# Friday Happy Hour on the Elizabeth River



## chest2head&glassy (Jul 2, 2002)

Friday Happy Hour on the Elizabeth River
Launched at the ramp at 430p to a swift outgoing tide. It was sunny and warm with calm winds (to start). There was plenty of boat traffic so I stayed on the shallows drifting the 1/4oz jig and Gulp! A few up and down drifts by "Ace's House" produced not a single hit. At 500, I finally got a hit and boated a 16" spec.
The boat traffic died so I took out the 3/8 jig and worked the deeper holes on the channel. Still nothing. A few hits that took the tails of the lure but nothing big. At this point the winds turned up a notch from the NE and made the paddle west an easy one with the wind and current but the paddle back was brutal.
At 530, Happy Hour started for the specs. I had switched back to the 1/4 oz jig and made a drift and immediately got bowed. She was a healthy fat 18" with some great shoulders to put up a fight on my med-light 7' rod/reel setup. Threw it back in and made about 10 paddle strokes until I got hit again. Another 17" fighter landed. I continued to make 2 more 100 yard drifts and boated 2 specs per drift. They were between 16"-17". These last few fish, I had switched from the Gulp! to the Bass Assassin with the same results. But it was Happy Hour for the specs so anything swimming was free game to them.
Got to the boat ramp at 600 and left them biting.

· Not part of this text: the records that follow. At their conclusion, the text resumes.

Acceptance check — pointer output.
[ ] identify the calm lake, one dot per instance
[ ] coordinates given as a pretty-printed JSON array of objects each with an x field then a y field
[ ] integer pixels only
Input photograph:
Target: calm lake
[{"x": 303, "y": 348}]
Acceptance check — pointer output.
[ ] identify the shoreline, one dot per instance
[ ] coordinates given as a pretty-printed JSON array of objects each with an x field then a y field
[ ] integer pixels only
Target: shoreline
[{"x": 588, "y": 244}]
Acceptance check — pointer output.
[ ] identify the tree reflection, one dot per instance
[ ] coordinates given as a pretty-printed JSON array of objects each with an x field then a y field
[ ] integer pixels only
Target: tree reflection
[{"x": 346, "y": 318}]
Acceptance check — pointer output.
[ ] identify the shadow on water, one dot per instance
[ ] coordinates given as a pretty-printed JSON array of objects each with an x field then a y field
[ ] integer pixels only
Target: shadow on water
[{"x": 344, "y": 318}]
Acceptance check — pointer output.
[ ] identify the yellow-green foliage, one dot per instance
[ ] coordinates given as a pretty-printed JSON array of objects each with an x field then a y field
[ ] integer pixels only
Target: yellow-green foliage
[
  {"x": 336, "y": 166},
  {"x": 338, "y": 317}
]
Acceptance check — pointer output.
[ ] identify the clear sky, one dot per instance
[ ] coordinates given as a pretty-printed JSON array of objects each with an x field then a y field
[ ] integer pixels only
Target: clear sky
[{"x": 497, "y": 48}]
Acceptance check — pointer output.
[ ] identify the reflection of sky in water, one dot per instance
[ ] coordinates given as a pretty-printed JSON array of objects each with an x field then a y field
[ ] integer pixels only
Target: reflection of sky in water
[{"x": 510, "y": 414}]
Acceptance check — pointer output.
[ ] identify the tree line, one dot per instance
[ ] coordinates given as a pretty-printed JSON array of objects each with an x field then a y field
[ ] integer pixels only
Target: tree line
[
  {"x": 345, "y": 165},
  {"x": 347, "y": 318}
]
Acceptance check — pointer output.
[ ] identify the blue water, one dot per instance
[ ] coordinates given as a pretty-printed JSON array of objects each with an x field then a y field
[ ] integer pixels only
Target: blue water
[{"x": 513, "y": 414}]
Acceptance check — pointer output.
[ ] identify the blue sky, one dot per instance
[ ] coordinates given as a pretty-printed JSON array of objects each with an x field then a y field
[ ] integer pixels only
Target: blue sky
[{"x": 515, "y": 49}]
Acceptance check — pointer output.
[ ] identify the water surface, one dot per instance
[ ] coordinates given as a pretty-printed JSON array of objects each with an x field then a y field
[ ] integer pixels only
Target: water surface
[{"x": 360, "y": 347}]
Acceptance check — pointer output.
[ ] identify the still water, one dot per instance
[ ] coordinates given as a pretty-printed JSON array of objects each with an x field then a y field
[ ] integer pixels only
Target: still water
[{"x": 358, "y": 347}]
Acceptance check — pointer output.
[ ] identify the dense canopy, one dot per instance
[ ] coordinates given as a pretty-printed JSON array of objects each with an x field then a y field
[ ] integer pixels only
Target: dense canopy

chest2headandglassy.blogspot.com


----------



## AL_N_VB (Apr 3, 2002)

Purty werk Albie. The drums @ Sandbridge are happy one less bait will NOT be in the water this Fall..lol


----------



## JAM (Jul 22, 2002)

Pretty Work Man love to fish up there, used to fish the Ditch when it was a secret back in the 90's..Good Stuff.. JAM


----------



## jay b (Dec 1, 2002)

Which end of the river are you fishing ?? I live in Hickory and fish the Elizabeth from the locks to the mouth and it's good from end to end.


----------



## chest2head&glassy (Jul 2, 2002)

jay b said:


> Which end of the river are you fishing ?? I live in Hickory and fish the Elizabeth from the locks to the mouth and it's good from end to end.


Yes, same area - between the locks and shy of the steel bridge.


----------



## RuddeDogg (Mar 20, 2004)

Great work and great read. Congrats on the catch.


----------



## red_fish (Jul 22, 2007)

That's my HOOD!!!!!! Been getting a few 2-3 pounders in the mornings for a few weeks!


----------



## chest2head&glassy (Jul 2, 2002)

red_fish said:


> That's my HOOD!!!!!! Been getting a few 2-3 pounders in the mornings for a few weeks!


What yak are you in? I'm in an orange Trident 13. I'll be out there at least one of these weekday mornings this week.


----------



## jay b (Dec 1, 2002)

The TKAA tourney is this Saturday but I've got a couple of guys from work that are just getting into yak fishing that want to try it on Sunday, might see you out there.


----------



## bbcroaker (Jan 6, 2005)

Is Chesapeake Yachts open to launching yaks now?


----------